MPs want domestic work recognised as formal labour

Tororo District Woman MP Sarah Opendi. PHOTO/DAVID LUBOWA

What you need to know:

  • Rights activists have urged government to provide critical services like water access to ease workload burdening women.  

Legislators have embarked on the process of recognising domestic work in the formal sector saying “there is a lot of unpaid work which needs a reward.”

On Tuesday, Tororo District Woman Member of Parliament (MP) Sarah Opendi said “there has not been a national conversation on issue and how to address it.”

“We have embarked on the conversation so that government can find a solution and also recognise the importance care giving and domestic work,” she told journalists during the high level dialogue on unpaid care and domestic work in Kampala.

Opendi decried little or no pay for domestic workers amid heavy labour.

“As parliament, we had hope that we address this issue in the Employment Amendment Bill but it was not possible since it is still lying within parliament and the president’s office,” she said.

“As MPs, we want to task government to come up with a clear policy on this caregiving [domestic] work,” shew added.

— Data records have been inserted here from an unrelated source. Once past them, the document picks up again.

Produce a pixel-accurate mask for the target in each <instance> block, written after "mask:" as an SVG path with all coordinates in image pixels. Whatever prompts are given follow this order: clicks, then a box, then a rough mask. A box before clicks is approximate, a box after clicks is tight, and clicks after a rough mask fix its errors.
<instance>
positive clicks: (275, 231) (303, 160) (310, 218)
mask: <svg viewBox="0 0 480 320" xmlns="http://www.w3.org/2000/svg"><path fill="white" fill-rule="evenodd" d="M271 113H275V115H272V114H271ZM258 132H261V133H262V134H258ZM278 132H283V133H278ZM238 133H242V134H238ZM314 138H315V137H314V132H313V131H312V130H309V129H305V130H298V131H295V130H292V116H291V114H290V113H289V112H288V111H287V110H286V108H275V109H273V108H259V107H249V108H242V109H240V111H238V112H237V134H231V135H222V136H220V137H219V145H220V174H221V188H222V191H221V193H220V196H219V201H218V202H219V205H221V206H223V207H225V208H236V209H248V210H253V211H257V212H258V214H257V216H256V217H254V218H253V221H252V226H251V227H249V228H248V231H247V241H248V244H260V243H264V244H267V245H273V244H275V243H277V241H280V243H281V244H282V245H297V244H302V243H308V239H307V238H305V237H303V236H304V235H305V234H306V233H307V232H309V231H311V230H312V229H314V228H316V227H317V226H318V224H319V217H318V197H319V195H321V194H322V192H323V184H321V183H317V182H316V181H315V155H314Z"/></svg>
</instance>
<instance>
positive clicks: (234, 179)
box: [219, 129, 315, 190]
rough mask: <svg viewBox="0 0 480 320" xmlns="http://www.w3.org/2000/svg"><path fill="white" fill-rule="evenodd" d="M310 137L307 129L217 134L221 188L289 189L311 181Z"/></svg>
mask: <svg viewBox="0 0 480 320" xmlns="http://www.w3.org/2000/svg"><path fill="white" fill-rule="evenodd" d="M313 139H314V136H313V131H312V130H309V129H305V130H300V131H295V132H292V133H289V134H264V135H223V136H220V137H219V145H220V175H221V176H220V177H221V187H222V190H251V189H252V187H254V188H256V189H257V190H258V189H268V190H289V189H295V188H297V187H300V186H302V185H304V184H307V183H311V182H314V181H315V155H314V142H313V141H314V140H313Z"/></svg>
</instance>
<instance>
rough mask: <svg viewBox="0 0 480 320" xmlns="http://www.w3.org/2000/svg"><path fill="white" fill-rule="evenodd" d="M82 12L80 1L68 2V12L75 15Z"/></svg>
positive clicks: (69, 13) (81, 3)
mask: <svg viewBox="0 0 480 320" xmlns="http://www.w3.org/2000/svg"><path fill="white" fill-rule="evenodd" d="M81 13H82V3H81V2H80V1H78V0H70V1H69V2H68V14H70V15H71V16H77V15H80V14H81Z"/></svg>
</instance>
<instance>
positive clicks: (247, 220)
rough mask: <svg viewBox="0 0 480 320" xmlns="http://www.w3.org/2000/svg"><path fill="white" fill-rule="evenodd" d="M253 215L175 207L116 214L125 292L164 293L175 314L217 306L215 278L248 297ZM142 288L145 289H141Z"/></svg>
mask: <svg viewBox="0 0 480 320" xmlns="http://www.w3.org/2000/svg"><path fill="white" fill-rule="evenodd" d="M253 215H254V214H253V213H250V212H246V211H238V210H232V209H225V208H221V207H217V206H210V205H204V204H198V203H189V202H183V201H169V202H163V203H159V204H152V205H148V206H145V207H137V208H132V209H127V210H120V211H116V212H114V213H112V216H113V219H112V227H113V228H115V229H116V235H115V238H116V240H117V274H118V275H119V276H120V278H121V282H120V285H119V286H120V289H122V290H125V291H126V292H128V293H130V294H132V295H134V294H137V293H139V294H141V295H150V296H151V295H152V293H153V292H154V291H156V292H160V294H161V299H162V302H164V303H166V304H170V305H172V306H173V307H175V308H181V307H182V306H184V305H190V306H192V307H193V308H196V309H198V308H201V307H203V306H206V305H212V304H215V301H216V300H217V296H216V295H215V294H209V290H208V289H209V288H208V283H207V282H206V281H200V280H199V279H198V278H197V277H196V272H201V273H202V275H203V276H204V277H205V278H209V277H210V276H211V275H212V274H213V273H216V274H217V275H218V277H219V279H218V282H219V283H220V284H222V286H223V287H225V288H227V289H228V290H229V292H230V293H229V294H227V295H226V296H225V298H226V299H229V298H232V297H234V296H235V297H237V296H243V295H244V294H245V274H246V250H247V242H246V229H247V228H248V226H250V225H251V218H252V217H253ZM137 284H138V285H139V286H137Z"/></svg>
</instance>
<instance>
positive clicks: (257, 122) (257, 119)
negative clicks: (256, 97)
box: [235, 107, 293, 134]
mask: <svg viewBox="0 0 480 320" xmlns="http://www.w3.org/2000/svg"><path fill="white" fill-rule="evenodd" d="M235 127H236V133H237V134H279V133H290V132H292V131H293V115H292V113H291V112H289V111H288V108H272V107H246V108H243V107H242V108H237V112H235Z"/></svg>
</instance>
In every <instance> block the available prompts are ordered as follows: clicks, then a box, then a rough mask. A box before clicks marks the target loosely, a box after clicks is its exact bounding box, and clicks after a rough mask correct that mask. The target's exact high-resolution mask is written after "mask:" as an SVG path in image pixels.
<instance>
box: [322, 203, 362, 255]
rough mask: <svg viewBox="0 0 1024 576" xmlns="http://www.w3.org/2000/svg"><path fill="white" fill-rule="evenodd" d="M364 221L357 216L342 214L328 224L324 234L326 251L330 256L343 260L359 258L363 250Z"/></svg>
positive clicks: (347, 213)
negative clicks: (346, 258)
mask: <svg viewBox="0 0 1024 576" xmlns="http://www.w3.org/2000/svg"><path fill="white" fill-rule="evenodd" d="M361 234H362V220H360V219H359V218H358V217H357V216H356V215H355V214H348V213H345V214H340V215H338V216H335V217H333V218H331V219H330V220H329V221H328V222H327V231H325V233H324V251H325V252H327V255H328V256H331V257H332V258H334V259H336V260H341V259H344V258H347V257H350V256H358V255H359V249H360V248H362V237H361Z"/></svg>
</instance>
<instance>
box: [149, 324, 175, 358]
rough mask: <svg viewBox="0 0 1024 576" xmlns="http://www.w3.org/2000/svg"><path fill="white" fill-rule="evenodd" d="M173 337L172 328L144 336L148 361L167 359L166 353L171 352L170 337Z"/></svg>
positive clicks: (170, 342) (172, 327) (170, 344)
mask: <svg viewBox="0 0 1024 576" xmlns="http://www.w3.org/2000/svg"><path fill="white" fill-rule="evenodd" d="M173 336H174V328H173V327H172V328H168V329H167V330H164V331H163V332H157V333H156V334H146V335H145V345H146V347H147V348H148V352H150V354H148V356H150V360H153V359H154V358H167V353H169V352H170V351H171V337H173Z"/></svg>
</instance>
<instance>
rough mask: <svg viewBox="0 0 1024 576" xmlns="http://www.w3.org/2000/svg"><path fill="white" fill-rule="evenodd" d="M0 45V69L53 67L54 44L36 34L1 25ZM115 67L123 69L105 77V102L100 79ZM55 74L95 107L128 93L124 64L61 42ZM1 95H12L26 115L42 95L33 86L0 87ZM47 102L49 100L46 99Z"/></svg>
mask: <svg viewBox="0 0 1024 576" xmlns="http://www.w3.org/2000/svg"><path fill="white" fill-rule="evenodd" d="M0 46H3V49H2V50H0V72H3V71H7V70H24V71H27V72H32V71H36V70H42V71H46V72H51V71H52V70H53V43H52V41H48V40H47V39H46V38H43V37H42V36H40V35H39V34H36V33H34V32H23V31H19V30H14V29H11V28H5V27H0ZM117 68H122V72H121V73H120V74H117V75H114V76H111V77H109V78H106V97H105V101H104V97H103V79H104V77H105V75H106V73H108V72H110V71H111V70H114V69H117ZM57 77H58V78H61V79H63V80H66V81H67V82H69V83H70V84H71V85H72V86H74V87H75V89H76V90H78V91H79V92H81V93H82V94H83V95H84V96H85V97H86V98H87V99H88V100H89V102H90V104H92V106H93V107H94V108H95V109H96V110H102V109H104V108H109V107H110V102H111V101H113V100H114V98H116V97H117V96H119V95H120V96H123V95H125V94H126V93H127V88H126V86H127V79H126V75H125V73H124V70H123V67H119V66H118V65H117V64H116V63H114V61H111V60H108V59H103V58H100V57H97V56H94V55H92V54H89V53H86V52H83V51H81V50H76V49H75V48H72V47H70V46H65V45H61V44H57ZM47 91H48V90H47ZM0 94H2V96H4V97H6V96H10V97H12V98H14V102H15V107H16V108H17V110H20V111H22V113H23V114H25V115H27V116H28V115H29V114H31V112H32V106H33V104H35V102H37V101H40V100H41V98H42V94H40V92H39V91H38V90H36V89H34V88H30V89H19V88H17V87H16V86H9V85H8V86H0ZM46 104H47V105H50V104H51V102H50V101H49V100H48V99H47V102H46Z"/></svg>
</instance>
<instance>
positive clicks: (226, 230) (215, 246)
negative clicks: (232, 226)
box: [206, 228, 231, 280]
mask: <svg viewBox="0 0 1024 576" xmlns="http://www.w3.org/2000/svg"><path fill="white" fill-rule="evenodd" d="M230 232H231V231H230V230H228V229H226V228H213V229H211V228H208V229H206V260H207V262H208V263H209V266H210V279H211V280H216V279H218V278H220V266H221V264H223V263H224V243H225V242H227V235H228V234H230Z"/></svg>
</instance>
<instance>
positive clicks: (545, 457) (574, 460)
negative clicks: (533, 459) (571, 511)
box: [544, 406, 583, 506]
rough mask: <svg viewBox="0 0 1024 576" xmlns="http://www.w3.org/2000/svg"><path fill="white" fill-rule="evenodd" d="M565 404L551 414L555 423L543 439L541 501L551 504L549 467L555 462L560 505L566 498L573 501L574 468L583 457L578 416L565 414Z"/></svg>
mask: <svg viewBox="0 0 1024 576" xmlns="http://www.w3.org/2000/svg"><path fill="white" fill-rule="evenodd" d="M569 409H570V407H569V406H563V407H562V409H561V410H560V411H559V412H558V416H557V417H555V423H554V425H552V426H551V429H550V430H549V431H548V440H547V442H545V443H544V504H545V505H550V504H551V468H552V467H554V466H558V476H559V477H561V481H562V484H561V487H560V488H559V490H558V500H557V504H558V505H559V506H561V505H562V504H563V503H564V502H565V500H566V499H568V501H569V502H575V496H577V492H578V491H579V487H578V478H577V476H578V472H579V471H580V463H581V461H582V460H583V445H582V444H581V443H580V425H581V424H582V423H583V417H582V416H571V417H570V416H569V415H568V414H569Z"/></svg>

On her part, the commissioner for gender and women affairs at the ministry of gender, Angela Nakafeero, said they aim to recognize the contribution of care givers to families, communities and the country at large.

“This takes different forms and for anything to be recognised we must have evidence so that we are  be able to measure what it means, contribution to the economy  and  factor that in the national development,” she explained.

She also revealed that the gender ministry has started revising the Uganda gender policy, noting that it’s at cabinet level with more consultations needed.

“One of the vital issues which was discussed was on who pays the care giver. That question is at a point of reflection,” she added.

Nakafeero insisted that everyone is responsible to pay his or her caregivers.

Uganda Women's Network (UWONET) executive director Ritah Aciro backed their push for recognition of domestic work as formal labour saying: “Because it’s not recognized means it has no economic value and the burden falls more on women…thus they are kept in that domestic fear that denies them opportunities to participate in public affairs.”

She added: “This campaign for recognition and redistribution of care work is to enable care givers   to be recognised depending on their workload.”

Rights activists urged government to provide critical services like water access to ease workload burdening women.